President Obama underscored this consensus by declaring on the eve of the House vote, that he was willing to consider Republican proposals to “improve” the health care law. Aside from the fact that the Republicans want to scrap the law, not improve it, their proposals amount to making a pro-insurance company, pro-drug company bill even more favorable to the medicine-for-profit lobby.

One Republican congressman, John Carter of Texas, took note during the House debate of Obama’s op-ed column Tuesday in the Wall Street Journal, in which he declared his general opposition to government regulation of business.

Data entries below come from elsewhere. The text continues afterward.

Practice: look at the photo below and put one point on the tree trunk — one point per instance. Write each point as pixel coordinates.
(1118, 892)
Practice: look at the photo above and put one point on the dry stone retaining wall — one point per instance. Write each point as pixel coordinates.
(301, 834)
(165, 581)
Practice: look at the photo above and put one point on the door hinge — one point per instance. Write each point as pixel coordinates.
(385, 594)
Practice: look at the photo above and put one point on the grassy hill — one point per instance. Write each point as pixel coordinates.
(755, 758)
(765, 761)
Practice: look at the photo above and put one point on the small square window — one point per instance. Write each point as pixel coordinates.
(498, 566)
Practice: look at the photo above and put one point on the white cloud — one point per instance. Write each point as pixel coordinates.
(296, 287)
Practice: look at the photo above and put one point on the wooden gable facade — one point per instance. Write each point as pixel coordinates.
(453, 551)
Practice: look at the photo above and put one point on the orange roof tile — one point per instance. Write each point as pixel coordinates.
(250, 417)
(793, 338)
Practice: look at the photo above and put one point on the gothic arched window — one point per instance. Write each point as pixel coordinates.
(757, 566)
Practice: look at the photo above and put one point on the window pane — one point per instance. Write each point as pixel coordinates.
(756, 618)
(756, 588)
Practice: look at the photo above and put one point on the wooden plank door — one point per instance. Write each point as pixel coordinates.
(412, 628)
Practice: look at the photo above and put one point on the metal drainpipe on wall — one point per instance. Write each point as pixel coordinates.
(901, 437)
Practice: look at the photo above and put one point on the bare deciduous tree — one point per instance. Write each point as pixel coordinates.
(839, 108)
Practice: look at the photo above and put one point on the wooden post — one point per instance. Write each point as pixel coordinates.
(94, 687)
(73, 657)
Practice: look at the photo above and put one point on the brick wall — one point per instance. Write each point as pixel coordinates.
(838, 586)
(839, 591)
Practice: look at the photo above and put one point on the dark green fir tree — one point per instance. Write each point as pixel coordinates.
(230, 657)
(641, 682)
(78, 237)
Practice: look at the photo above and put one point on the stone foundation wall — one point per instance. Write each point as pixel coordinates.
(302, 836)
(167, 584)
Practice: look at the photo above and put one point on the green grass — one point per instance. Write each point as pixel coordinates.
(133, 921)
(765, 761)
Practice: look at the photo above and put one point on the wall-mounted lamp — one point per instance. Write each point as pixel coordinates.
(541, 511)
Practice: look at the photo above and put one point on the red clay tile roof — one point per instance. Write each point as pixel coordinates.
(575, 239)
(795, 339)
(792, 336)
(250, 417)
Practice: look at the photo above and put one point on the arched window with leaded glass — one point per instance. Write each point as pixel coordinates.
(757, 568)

Obama should join the Republicans in repealing this biggest of all government regulations, the regulations laid down in the health care legislation, he said.

Congressman Jeb Hensarling, chairman of the House Republican Conference, declared during the debate that repeal of the health care law was vital to economic growth. “You cannot help the job-seeker by punishing the job creator,” he said. No Democrat could or would violate the pro-business consensus by pointing out that American private employers have not created a single net new job in ten years. Far from being the “job creator,” American capitalism has been destroying jobs, cutting wages and driving down living standards.

While the House vote has no immediate effect on health care policy, House Republican leaders have vowed to block implementation of the new law by cutting off funding for the federal agencies tasked with drafting regulations and actually administering the structures established by the bill, such as insurance exchanges.

On Thursday, the House is to vote to instruct several major committees to prepare health care bills that would replace the legislation adopted last year. These would include major attacks on the rights of patients, including limits on the right to sue for medical malpractice and even stricter bans on the use of federal money to pay for abortions.

According to a report in the Los Angeles Times, the Republican legislation would reduce regulations on insurance companies so they can exclude even larger numbers of people from coverage. “GOP leaders also showed that it was possible to slow the rise in insurance premiums by allowing insurers to avoid mandates in some states to cover services such as maternity care, cancer screenings and mastectomies,” the newspaper reported.

On the eve of the House vote, the Department of Health and Human Services issued a study that found that 129 million Americans, half of those under age 65, have medical problems that insurance companies would use to deny them coverage. These include such common conditions as cancer, heart disease, asthma and high blood pressure.

The report noted that as many as 46 percent of uninsured Americans have such pre-existing conditions, and an even higher proportion among adults aged 55 to 64—those aging but still too young to be eligible for Medicare.

While outright repeal of the entire Obama health care law is unlikely to pass the Senate, several influential Senate Democrats have voiced support for significant changes. Two Democrats who voted for the Obama law, Ben Nelson of Nebraska and Claire McCaskill of Missouri, said they were looking for an alternative to the individual mandate that provides penalties for those who do not purchase private insurance.

Meanwhile the conflict in the courts over the constitutionality of the 2010 law continues. On Tuesday, the Obama administration filed notice with US District Judge Henry Hudson that it would appeal his ruling that the individual mandate is unconstitutional. This is the first step in taking the case to the Fourth Circuit Court of Appeals in Richmond, Virginia.

In Florida, the state’s attorney general, Republican Pam Biondi, filed a motion to add six more states to a lawsuit brought by 20 states against the health care law. The suits were brought by Republican governors or state attorneys general, and the six additional states were captured by the Republicans in the November election.